The goal of this assignment was to act as a financial advisor at a top-five global financial advisory firm and enhance existing algorithmic trading strategies to maintain and surpass the firm's competitive edge in the market. This involved establishing a performance baseline with the current trading algorithm, refining it, introducing a new machine learning classifier, and assessing its impact on performance improvement.

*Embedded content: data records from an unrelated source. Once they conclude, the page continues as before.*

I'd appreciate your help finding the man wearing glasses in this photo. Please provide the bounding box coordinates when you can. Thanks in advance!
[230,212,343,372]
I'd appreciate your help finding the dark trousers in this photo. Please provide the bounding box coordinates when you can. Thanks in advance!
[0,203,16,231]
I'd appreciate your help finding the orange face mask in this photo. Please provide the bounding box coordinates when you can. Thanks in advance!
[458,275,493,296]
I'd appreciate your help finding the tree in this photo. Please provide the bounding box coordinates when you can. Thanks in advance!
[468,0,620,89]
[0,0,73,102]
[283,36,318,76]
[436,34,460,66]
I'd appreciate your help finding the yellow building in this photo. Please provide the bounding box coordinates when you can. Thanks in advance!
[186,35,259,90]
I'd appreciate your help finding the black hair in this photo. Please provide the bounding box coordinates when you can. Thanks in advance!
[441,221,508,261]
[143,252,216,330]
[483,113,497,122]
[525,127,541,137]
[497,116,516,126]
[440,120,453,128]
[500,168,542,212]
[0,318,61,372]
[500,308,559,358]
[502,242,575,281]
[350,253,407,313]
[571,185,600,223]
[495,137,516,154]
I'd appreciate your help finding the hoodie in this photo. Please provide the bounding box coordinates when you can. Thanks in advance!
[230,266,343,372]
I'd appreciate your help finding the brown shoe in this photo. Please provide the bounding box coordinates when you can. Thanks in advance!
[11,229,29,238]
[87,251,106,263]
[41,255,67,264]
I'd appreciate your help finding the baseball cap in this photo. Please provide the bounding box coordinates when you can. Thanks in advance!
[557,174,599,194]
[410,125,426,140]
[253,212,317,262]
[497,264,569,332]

- Establish a Baseline Performance
- Tune the Baseline Trading Algorithm
- Evaluate a New Machine Learning Classifier
The trading algorithm exhibits a promising ability to identify and capitalize on positive trading opportunities (class 1.0) with a high precision, recall, and F1-score, indicating its effectiveness in this aspect. However, it struggles to correctly identify and act upon negative trading signals (class -1.0) as evidenced by low precision, recall, and F1-score for this class. The overall accuracy of 55% suggests that while the algorithm performs better than random guessing, it may require further refinement, particularly in its handling of downside risk. Additional measures, such as optimizing risk management strategies, may be necessary to enhance its overall performance and stability in a trading context.
Adjusted SMA Window (Decreased SMA Short Window From 4-Days to 2-Days & Increased SMA Long Window From 100-Days to 200-Days)
After tuning the algorithm by reducing the SMA short window from 4 days to 2 days and increasing the SMA long window from 100 days to 200 days, some minor improvements have been observed. The precision for class -1.0 has slightly increased from 0.43 to 0.42, and the recall for this class has risen from 0.04 to 0.06. However, these metrics remain relatively low, indicating that the algorithm is still not very accurate in identifying negative trading signals. On the other hand, precision, recall, and the F1-score for class 1.0 have remained relatively stable at 0.56, 0.94, and 0.70, respectively. The overall accuracy remains unchanged at 0.55. In summary, while there have been some marginal improvements, the algorithm's overall performance still favors positive trading opportunities but struggles to accurately identify and act upon negative signals.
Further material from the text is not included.